Thanks for sharing these articles cfox. I can't wait to spend some time with them!

Brian Sztabnik's picture
Brian Sztabnik
AP Literature teacher from Miller Place, NY

I enjoyed reading your post, especially how you tie everything together at the end when you say, "In conclusion, I think that in fact, the "heavy" burden of homework does more good than harm. Those students and parents in America who are faced with the increase of homework are merely over-reacting."

I believe that students need work that engages their curiosity, feed their thirst to know more, and builds deep understanding, not just superficial knowledge. This is true of classwork as well as homework. If teachers simply gave less homework, I don't know if this would increase mastery. Nor would more homework. It all comes down to meaningfulness.

My fear is that, in the U.S., many teachers have reacted to the increase of rigor expected by the Common Core by piling on my work at home without a regard to its effectiveness.

cfox's picture

Hi Brian, I can't take credit for the articles by any means -- I didn't write them! But I was just throwing those out there because I do notice whenever the topic of meaningful homework comes up in articles I read, and when other countries are used as a comparison, it's usually Finland. When it's the topic of math and related international test scores, then it's usually Hong Kong or Singapore. But I don't generally see an article talking about meaningful homework and test scores and Hong Kong or Singapore, so I was curious about what interesting discussions might come from that.

Ali King's picture
Ali King
Kindergarden Teacher's Aid

Hey Brian, I just wanted to say that your third point really rings true to me. As a recent college grad, the memory of nightly homework is a not-so-distant memory, and it took me pretty much until college to see the real benefits of homework. I think that it is really important for teachers to communicate with their students what their goals for a homework assignment are, and also for the students to give feedback to the teacher as to whether or not the assignment met those goals. I think more dialogue in the classroom (especially about homework) would create a more constructive learning environment for everyone.

Lina Raffaelli's picture
Lina Raffaelli
Former Community Engagement Intern at Edutopia

I echo Ali's thoughts, as a recent college grad myself. Understanding the goal or takeaway of the HW assignment is key. I think if students have a clear picture of why the exercise is important, or how it ties into class content, then it feels more beneficial and less like a waste of their time. I agree that communication is a essential part of this; in some cases the goals may seem clear and obvious to the teacher/professor but are more convoluted from the student perspective.

Brian Sztabnik's picture
Brian Sztabnik
AP Literature teacher from Miller Place, NY


Sometimes it is hard as a teacher to communicate why things are important because we see the material and the work from an experienced perspective. For example, today in class I gave an assignment that I thought was straightforward, but when a student said "I'm not sure what you are asking us to do" I realized that I had not explained things fully. That is because it was an assignment that I had given out for years and while it was routine to me, it was new to them.
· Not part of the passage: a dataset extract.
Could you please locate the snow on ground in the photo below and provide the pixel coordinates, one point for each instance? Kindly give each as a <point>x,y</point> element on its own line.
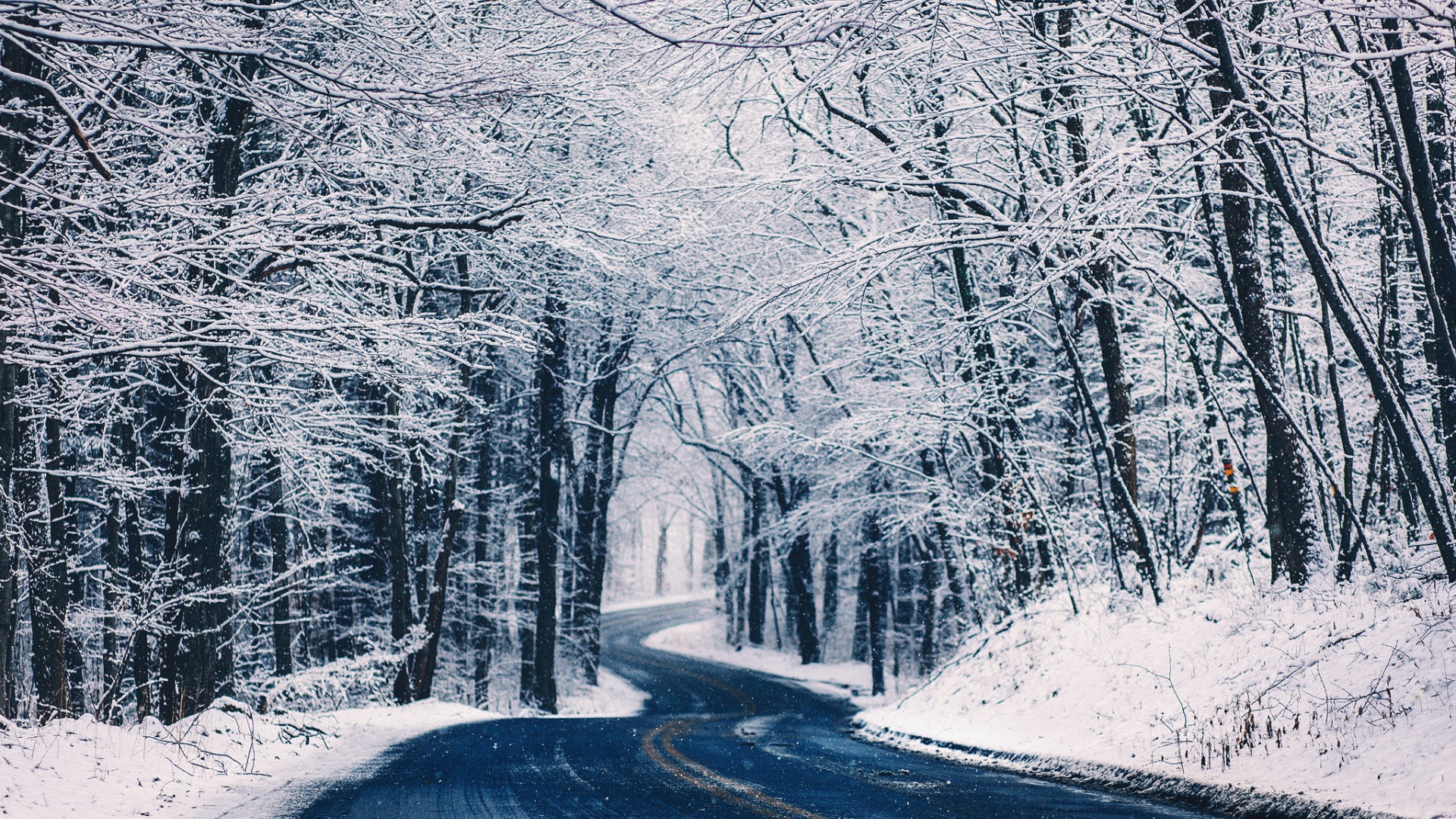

Consequently, they didn't have the same understanding or perspective that I did. It was my fault for not communicating and modeling my expectations more clearly. Lesson learned -- see things from the student's perspective, not your own.

Emma's picture

Brian, I really enjoyed your post and agree with much of what you are saying. Our building leadership team just had an in-depth discussion regarding the purpose of homework, and many of the same points were brought up. Often times in math a concept seems very simple when the teacher is walking you through it. However, when you get home you get a better sense of what you did not understand and where you are having troubles. I use homework as formative assessments to help guide my instruction. It is important for me to know where my students are having troubles when I am not there to help them right away. However, in response to your fifth point I think it is very important that we provide support for those students who need it outside of school. I often post interactive whiteboard examples on our class page so students can "get help" from me even when we are not in class. In addition, I answer questions through messages on our Learning Management System many times throughout the evening. My students know that I am here to help them even when we are not in school.

JulesLars's picture

I used to be from the 'homework is exercise for the brain' school of thought. I even had that printed in my 'Welcome Back' packet I would send home the first day of school. Now that I am a parent, I can see where homework can be more of a burden and can overwhelm children who participate in after school activities, such as sports or clubs. Although I feel it not a truly fair comparison to Finland's take on homework and student success, with their school system using the tracking method for students once they reach 16, I do see how homework can be an unnecessary evil, if the teacher does not put much thought into what to assign. Now, especially after reading this, I will make a more conscious effort to only assign meaningful homework assignments that will not take up so much time. Children need time to be children. I would not want my own child to be burdened with hours of homework, on top of their sports activities, which I feel are important for them to have. As with anything, I feel balance is a good thing. I am not one for extremes, and I feel education should not be extreme, either.

Angela's picture

I found this piece interesting as I have asked myself is homework beneficial for my students? I teach middle school history at a school with a rigorous curriculum. Initially I would assign homework that I felt reinforced the objectives that I taught on that day. After a while parents began to complain about too much homework. While it did not seem to me that my homework was excessive when you added the homework that had been assigned by other teachers, it made for a long night for many students. I think I was steeped in tradition. "Middle school students must have homework?" I had to take a moment and reflect on what my goals were.I decided to flip my classroom. My students read a minimum of 15 minutes a night from the textbook. I instruct in class, I assign practice assignments as well as collaborative assignments. I find they have greater success if I can monitor their learning and I am available if they have questions or need clarity. I can also assess whether they can complete assignments independently. Making this switch worked for me. If parents complain about the amount of homework I am no longer a part of the equation. More importantly my students get what they need in a safe and supportive learning environment. I do believe that sometimes you have to examine methodology to see if it is effective. When it no longer produces the desired results, changes need to be made.

Jason Franco's picture

Agreed! As a math teacher it's challenging to not get caught up in the practice, practice, practice mentality, where more is better. In the move toward common core, it's exciting to try to get the students to THINK and not just memorize. Now we need to get the kids to buy into it!